M. Ugo Bernalicis (LFI-NUPES). Cet amendement de repli tient compte de la discussion en cours sur un prochain règlement européen concernant l’intelligence artificielle. Vous êtes d’habitude tellement à cheval sur le respect de la réglementation européenne que nous vous proposons d’anticiper sur celle à venir.

L’alinéa qui figure dans l’amendement est très explicite : « En raison de l’adoption prochaine du règlement de l’Union européenne établissant des règles harmonisées concernant l’intelligence artificielle, est instauré un moratoire visant à suspendre l’adoption et le changement de toute réglementation relative aux systèmes de vidéosurveillance et à l’intelligence artificielle. Ce moratoire s’applique jusqu’à la promulgation du règlement européen. »

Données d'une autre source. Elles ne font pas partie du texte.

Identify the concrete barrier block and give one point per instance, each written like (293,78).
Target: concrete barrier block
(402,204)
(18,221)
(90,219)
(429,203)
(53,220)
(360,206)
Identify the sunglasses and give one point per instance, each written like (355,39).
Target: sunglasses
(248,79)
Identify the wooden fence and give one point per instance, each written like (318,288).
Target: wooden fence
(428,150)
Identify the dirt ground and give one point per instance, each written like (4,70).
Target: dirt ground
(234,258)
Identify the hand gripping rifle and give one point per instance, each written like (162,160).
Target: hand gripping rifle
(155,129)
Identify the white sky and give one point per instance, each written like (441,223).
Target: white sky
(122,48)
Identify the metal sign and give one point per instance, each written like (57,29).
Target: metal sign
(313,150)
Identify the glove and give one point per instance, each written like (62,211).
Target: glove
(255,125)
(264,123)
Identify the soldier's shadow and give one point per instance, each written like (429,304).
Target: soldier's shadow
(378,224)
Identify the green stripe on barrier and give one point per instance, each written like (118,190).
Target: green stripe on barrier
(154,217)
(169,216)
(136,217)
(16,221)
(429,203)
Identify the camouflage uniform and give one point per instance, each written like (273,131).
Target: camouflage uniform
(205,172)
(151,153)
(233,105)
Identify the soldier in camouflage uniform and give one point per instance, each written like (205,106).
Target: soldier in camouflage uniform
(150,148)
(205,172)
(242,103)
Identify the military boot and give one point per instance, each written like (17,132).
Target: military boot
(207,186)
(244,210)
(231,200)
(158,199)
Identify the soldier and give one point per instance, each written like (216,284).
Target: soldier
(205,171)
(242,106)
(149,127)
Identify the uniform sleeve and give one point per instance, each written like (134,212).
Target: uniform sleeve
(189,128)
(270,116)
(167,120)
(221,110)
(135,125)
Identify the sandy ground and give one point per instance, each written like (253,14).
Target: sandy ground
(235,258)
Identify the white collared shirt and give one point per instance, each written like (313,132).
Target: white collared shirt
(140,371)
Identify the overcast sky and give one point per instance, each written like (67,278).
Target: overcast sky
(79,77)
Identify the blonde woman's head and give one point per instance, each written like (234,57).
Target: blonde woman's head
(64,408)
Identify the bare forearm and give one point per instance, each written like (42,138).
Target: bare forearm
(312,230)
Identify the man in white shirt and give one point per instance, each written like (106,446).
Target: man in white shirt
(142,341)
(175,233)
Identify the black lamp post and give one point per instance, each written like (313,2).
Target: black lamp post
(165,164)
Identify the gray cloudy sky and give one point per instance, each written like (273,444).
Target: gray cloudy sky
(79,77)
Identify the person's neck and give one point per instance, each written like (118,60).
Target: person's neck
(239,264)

Si nous votons cet article tel qu’il est rédigé, le Gouvernement aura beau jeu de dire à Bruxelles que nous lui avons en quelque sorte confié un mandat pour ne pas défendre une position maximaliste en matière de garantie des libertés publiques – c’est le moins que l’on puisse dire… On aurait pourtant pu attendre de la patrie des droits de l’homme qu’elle fasse valoir une position exigeante.

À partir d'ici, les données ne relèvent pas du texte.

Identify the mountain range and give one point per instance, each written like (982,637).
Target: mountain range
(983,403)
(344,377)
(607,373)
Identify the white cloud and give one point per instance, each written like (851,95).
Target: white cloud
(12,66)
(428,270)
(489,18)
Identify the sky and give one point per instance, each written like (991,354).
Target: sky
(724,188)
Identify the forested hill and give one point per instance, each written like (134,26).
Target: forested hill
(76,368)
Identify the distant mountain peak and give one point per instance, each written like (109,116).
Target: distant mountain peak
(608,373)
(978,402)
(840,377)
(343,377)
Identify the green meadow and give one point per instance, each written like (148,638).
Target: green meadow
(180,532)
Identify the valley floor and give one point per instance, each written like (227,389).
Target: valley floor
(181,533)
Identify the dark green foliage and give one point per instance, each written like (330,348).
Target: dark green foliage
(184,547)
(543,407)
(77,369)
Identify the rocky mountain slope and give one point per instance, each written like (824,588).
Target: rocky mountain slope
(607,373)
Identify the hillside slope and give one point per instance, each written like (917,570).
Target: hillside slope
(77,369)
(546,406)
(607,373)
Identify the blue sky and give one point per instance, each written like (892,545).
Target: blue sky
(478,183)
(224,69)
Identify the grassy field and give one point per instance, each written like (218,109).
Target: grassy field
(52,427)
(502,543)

M. Guillaume Vuilletet, rapporteur. Avis défavorable.

D’une part, l’amendement n’a pas véritablement de portée juridique.

D’autre part, le projet de règlement européen sur l’intelligence artificielle ne devrait pas voir le jour avant la fin de l’année 2024 – ce qui est trop tard par rapport à nos préoccupations.

Pour autant, j’entends ce que vous dites. Le vote de cette loi confortera la position de la France. Nous n’avons pas le vote honteux. J’espère que nous adopterons ce projet de loi en commission puis en séance publique, car nous pourrons nous prévaloir des garanties qu’il apporte sur la mise en œuvre de technologies lors des négociations en cours au niveau européen.

M. Philippe Latombe (Dem). Aux dernière nouvelles, le nouveau règlement européen pourrait être adopté à la fin de l’année 2023, avec une mise en application progressive à partir de 2025. Le moratoire proposé par l’amendement durerait quasiment trois ans et il serait en vigueur pendant les JO. Or le projet de loi nous est proposé pour ces Jeux et son application est limitée dans le temps.

Vous demandez un moratoire qui interdit toute modification de la réglementation sur la vidéosurveillance et sur l’intelligence artificielle. On ne pourrait plus modifier le cadre juridique de la vidéosurveillance, même pour y apporter des garanties supplémentaires – comme le proposent les articles 6 et 7 de ce texte.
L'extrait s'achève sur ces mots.